For the SBI, the downgrade could not have come at a worse moment since the stock had already shed about 40 per cent of its value from its year's high price, with much of the decline happening after its last year's results were announced when it had to make huge provisioning that eroded its Q4 profits. With significant decline in share price, how the bank would get a reasonable value for its stock, if it opts to go ahead with the rights issue in the third or last quarter of current fiscal, is any body's guess.
Other PSUs
Already, ONGC had to put off its FPO reportedly because of differences over pricing of the issue. Many other PSUs like BHEL, SAIL etc are also on the disinvestment list and with retail investors being offered shares at a discount to market price, any fall in share price would only hurt overall mobilisation. During this year, so far, Government was able to raise only about Rs 1,100 crore through the PFC issue, as against the targeted garnering of about Rs 40,000 crore through divestment. Both BHEL and SAIL hit their 52 week lows today, though the stocks pulled back a little at close.
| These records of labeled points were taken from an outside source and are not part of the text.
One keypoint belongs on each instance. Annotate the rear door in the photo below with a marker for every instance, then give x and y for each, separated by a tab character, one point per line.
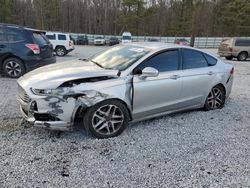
153	95
242	45
46	49
197	77
4	47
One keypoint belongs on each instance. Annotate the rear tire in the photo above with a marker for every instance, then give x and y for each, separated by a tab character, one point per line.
242	56
215	99
106	119
61	51
13	67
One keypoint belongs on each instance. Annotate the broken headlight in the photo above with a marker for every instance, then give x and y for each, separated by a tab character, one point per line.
46	91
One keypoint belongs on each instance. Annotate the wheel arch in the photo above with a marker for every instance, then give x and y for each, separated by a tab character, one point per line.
12	56
81	108
224	88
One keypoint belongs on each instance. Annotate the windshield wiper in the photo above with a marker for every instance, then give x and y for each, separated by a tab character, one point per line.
98	64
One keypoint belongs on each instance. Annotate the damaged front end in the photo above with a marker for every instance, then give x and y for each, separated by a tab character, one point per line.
56	109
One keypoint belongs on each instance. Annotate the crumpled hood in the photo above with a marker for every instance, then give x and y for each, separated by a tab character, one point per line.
52	76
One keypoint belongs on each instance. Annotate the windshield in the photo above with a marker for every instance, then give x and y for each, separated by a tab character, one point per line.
119	57
126	37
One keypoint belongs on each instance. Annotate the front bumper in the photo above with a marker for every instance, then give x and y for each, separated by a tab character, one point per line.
51	125
43	118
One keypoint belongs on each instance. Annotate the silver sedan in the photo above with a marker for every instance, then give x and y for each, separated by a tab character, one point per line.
130	82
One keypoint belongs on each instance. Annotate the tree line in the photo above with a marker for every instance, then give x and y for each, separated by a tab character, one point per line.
140	17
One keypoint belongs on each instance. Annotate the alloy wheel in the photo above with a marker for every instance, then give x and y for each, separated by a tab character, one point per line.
215	98
60	52
108	119
13	68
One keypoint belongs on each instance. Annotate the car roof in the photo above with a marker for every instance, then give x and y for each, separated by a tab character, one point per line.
58	33
21	27
155	46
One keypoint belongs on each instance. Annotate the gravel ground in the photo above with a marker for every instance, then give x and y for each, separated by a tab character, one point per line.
191	149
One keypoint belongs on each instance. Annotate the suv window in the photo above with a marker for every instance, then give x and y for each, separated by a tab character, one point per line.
210	60
2	36
15	35
40	39
242	42
193	59
51	37
166	61
61	37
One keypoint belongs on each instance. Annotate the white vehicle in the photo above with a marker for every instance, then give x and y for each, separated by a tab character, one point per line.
99	41
126	37
62	42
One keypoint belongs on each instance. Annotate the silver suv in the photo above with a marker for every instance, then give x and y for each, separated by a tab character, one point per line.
235	48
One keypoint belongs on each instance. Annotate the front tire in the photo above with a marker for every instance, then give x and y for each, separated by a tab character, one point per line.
61	51
13	67
216	98
106	119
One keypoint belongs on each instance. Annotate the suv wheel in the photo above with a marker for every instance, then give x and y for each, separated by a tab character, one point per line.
242	56
106	119
61	51
215	99
13	67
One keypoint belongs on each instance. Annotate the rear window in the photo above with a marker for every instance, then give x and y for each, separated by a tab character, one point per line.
242	42
61	37
210	60
226	41
15	35
193	59
126	37
51	37
40	38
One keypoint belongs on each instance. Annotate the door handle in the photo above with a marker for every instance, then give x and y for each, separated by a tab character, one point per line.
210	73
174	77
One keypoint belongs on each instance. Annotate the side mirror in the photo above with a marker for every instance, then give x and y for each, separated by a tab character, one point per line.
149	72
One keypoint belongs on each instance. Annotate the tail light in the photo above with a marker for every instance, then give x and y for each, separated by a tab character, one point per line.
34	48
232	71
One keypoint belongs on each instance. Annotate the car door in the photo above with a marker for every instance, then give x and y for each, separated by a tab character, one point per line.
4	47
153	95
197	77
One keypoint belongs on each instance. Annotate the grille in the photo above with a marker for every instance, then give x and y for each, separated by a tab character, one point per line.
23	95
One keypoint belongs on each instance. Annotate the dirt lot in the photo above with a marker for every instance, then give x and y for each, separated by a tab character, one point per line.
192	149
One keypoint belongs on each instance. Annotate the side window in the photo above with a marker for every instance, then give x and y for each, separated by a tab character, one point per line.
3	38
166	61
242	42
40	38
51	37
61	37
193	59
15	35
210	60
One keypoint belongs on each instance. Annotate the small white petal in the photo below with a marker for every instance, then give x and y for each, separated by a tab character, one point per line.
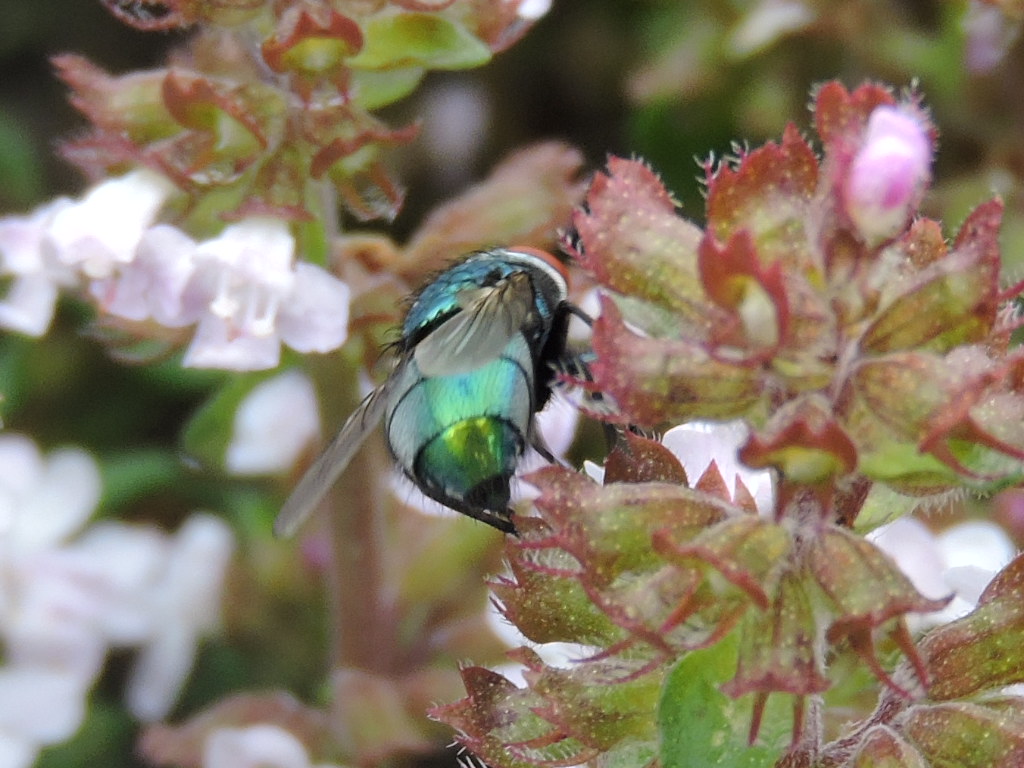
215	346
913	547
314	317
184	603
261	745
67	493
532	9
104	227
22	238
124	562
39	705
697	443
153	285
593	471
976	543
274	424
16	751
159	673
29	305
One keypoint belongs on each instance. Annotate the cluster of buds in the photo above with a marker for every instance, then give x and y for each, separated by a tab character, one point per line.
870	364
271	102
220	176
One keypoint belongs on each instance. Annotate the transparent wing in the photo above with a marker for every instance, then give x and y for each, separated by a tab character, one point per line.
329	465
475	336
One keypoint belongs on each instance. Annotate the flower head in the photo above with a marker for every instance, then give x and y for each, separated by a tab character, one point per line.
103	228
250	296
889	173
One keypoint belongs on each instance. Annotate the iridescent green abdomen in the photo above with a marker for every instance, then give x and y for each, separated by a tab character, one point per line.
458	437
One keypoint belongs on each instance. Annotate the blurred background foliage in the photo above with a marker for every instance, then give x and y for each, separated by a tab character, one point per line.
665	80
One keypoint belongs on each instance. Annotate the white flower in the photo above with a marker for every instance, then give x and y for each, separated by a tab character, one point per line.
698	443
103	228
183	604
30	301
51	652
152	285
259	745
67	596
250	297
961	560
273	425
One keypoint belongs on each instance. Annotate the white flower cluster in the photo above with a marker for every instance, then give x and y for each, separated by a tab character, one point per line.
243	290
71	593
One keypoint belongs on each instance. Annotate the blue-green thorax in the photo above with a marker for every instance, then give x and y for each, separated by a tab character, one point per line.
459	436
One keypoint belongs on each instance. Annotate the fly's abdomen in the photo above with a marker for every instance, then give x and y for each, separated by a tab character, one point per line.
459	437
472	462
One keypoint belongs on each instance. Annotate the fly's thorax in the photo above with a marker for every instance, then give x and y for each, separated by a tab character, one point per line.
460	437
440	297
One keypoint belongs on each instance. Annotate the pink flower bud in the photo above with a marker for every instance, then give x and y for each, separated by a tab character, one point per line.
888	175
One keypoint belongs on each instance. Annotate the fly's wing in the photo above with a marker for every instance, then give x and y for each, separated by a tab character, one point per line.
329	465
473	337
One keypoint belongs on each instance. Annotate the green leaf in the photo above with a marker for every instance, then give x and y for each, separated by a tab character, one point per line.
700	726
209	432
19	165
403	40
376	88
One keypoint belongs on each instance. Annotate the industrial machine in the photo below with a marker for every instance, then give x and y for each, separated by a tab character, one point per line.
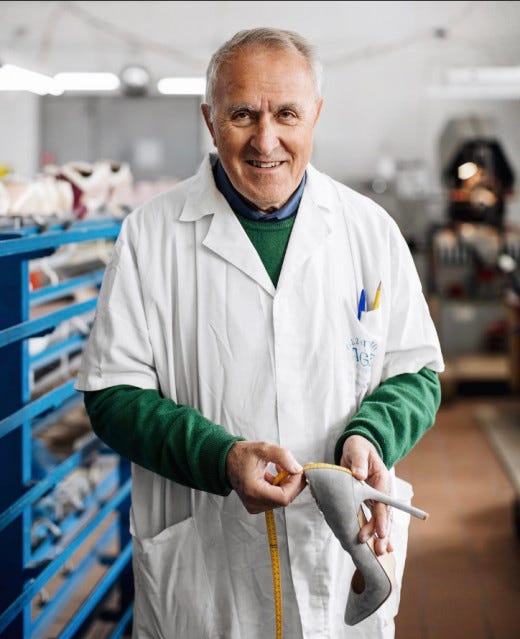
473	256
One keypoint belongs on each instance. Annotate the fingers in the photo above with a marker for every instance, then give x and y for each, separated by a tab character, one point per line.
247	469
378	529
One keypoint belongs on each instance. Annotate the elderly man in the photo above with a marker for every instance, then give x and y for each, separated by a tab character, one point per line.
256	317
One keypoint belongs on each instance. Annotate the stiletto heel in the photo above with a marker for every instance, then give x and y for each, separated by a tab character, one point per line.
339	496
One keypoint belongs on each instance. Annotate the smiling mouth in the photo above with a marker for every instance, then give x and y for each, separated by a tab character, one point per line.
264	165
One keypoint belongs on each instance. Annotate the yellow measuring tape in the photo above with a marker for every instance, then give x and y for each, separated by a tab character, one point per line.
273	546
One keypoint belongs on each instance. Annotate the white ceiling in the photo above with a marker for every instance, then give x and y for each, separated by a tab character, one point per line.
179	37
380	61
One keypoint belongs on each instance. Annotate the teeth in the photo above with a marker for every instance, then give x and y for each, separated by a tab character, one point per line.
264	165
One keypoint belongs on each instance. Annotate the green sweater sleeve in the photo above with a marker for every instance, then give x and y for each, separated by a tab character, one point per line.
396	415
170	439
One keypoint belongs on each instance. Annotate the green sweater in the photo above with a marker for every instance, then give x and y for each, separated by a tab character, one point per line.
179	443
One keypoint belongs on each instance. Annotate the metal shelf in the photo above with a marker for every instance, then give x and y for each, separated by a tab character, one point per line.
37	540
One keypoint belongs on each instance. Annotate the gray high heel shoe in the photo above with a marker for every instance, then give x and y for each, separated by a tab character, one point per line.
339	496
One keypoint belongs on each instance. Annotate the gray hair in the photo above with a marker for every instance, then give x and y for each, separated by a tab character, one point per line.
267	37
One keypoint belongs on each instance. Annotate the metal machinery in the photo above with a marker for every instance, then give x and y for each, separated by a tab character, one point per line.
473	255
64	540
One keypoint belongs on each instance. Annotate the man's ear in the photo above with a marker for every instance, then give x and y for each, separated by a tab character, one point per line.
206	112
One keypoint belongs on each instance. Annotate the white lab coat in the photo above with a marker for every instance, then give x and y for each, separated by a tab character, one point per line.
187	307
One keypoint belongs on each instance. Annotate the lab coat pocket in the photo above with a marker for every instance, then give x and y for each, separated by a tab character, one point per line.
365	345
173	598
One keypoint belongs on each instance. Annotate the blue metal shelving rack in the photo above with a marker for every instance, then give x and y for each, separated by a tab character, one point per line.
25	571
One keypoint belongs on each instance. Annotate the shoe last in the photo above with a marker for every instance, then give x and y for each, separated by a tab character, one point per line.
339	495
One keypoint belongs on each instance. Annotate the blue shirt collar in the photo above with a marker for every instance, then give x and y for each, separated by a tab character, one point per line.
241	207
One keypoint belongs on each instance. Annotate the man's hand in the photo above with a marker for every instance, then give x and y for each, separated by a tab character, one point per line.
361	457
246	467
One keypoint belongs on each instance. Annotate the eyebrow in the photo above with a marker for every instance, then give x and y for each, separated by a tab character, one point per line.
289	106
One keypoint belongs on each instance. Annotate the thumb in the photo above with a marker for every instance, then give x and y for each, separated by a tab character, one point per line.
284	459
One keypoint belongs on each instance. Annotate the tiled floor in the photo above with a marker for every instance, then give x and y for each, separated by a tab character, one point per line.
462	578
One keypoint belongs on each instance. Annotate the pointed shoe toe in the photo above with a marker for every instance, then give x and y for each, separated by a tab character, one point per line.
339	495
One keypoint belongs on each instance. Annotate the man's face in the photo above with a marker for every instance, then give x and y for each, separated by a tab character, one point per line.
264	112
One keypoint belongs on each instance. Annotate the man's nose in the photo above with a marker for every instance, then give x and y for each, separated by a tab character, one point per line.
265	137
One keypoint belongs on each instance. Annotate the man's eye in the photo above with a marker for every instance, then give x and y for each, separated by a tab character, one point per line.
242	117
287	115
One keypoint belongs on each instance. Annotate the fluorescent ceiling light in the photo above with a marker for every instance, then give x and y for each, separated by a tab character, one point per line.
14	78
87	81
182	86
484	76
491	83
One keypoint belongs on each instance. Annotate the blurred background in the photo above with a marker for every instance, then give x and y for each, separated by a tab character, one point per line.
100	110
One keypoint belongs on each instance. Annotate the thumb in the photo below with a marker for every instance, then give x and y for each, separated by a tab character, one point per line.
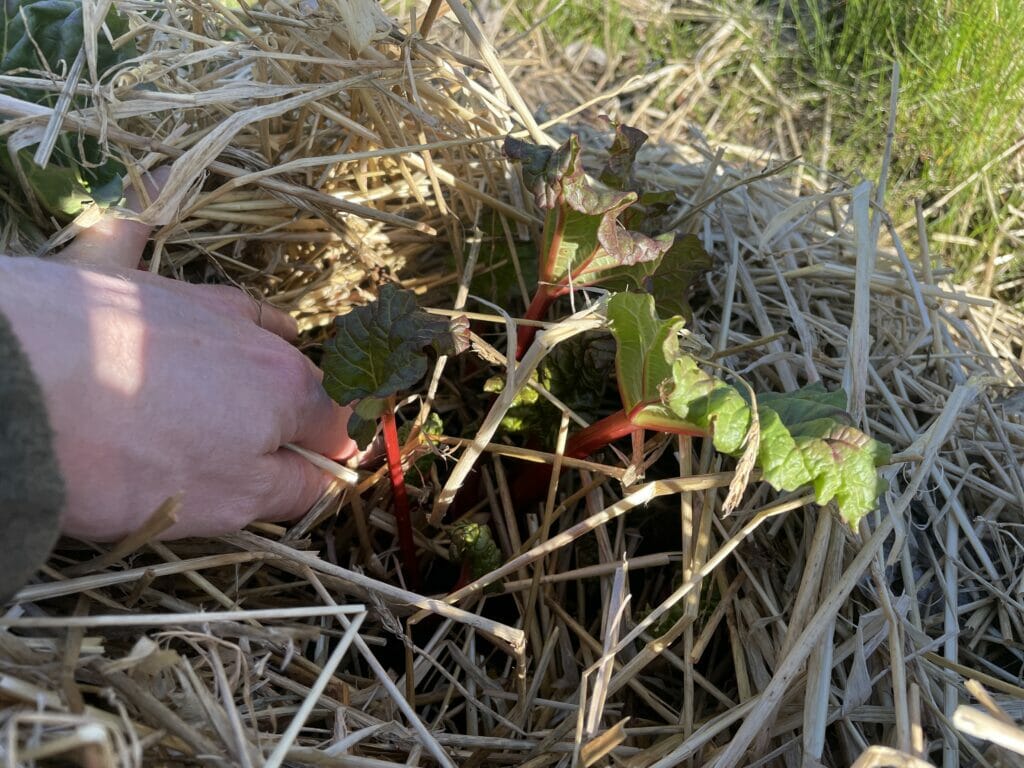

It is not only the rights issue of SBI but the rights issue of State Bank of Travancore which is hanging fire. It is nearly four months since the Draft Letter of Offer of SBT to raise up to Rs 500 crore was filed with SEBI, but little is known as to when the issue would hit the market. Since then, the share price of SBT also has suffered which might have an impact on the fund raising targets of the bank through the issue.
In an interview to Business Line , Mr Dinesh Thakkar, Chairman and Managing Director – Angel Broking, Mumbai, said in spite of being India's largest bank, SBI's capital adequacy being amongst the lowest in the Indian banking sector was a matter of concern and it looked “a bit unlikely to me that a rights issue of the magnitude of Rs 23,000 crore would go through easily in this fiscal itself.”
Lower capital adequacy
He felt the downgrade also reflected mainly the concerns on SBI's lower capital adequacy compared to other banks. But valuations of the stock have been really beaten down since the 4th quarter results and for a “long-term investor this looks like a good opportunity to get a bank of SBI's calibre at reasonably cheap valuations.” He felt that once the capital raising happened, the overhang on the stock will go.
On whether the down grade was an over- reaction or was it justified, he said this should be seen in the backdrop of global events and “possibly rating agencies are prefering to err on the side of caution.” The Indian banking system, including SBI for that matter, from a medium to long-term perspective have “much lower risk and much higher capital adequacy and stronger fundamentals then their global counterparts in developed countries and eventually I believe ratings agencies will also come around to this view.”
Mr Thakkar said there have been indications of a “shift in mindset towards profitability” by the bank which had been ahead of all other banks in raising interest rates recently, bringing it almost on par with others, compared to the earlier situation when to grow its balance sheet it was keeping its lending rates much lower than other banks. This has resulted in a very healthy improvement in its Net Interest Margins (NIMs) to be among the highest in the banking system. It is just that the bank has to make some more one-time provisions to meet with regulatory requirements and subsequent to that “from the 2nd half of this fiscal year in profitability terms it is likely to be among the healthiest in the sector.” He was confident that in the next fiscal year, SBI would get the equity capital it needs to maintain its market share in the Indian banking sector.
Rub-off impact
The Angel Broking CMD said that it was possible that some of the larger PSU banks that have meaningful international operations may see some rub-off impact, though in his view even Moody's has been very explicit in pointing out that this “downgrade is on account of very specific set of circumstances in SBI, wherein in a weaker macro-environment it is finding itself with temporarily low capital adequacy.”
On the fate of the PSU disinvestment programme and whether the Government will be able to raise the Rs 40,000 crore, Mr Thakkar said, “Looking at the current market environment, it is possible that with market conditions also being a little weak, there may be some postponement in the Government's divestment programme.”